What Good Will Canceling Military Exercises with Egypt Do?
Today, President Obama looked up from his poker game with Reggie Love, or golf or whatever he was doing, to speak on the civil unrest roiling Egypt. With the military trying to hold Egypt together and the Muslim Brotherhood on a rampage trying to destabilize Egypt to return themselves to power, Obama chose to cancel a joint exercise with Egypt's armed forces.
Interrupting his vacation in Martha’s Vineyard, Mass., Obama said American “national security interests in this part of the world and the belief that our engagement can support a transition back to democracy” has prompted him to maintain $1.3 billion in annual military to Egypt’s interim government.
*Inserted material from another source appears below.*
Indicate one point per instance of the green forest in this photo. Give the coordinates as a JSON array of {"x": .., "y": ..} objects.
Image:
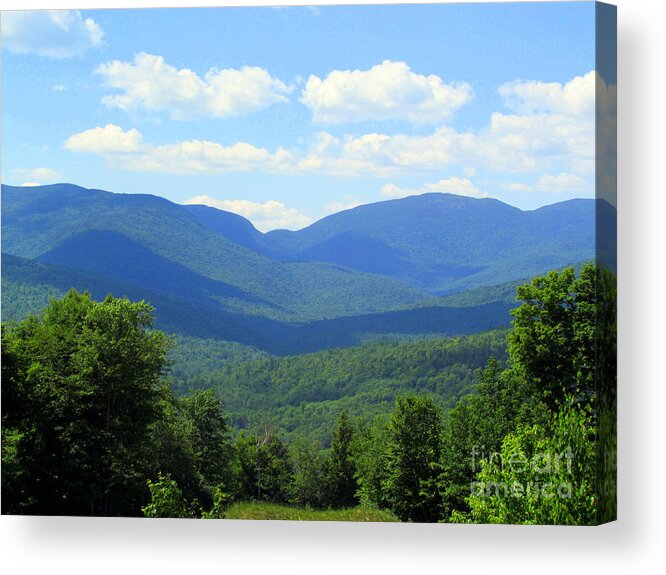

But after the violence Wednesday against opposition demonstrators, which has left hundreds dead in Cairo and sparked a broader backlash across the nation, Obama said, “Our traditional cooperation cannot continue as usual.”
First, contra the Washington Post, the violence isn't just "against opposition demonstrators." The media continue to paint a one-sided picture of what's going on in Egypt. The Muslim Brotherhood is as much an author of the violence as anyone. They're attacking Christians, burning churches (more than a dozen burned yesterday alone) and going after the police. These aren't merely "reprisal attacks," and the Muslim Brotherhood are not innocent lambs or even idealistic hippies staging peaceful sit-ins. They are hard core, violent totalitarians. Had they not tried to drive Egypt toward full Islamist rule, there's an argument to be made that the military would have never stepped in to oust them, and millions of Egyptians wouldn't have united in backing that move. Now the Muslim Brotherhood is risking civil war to take power back.
Obama said the biannual joint training exercise, known as Bright Star, would not proceed as scheduled next month. The event was also postponed in 2011, after popular protests led to the ouster of longtime Egyptian leader Hosni Mubarak, but U.S. officials had hoped it would resume this year.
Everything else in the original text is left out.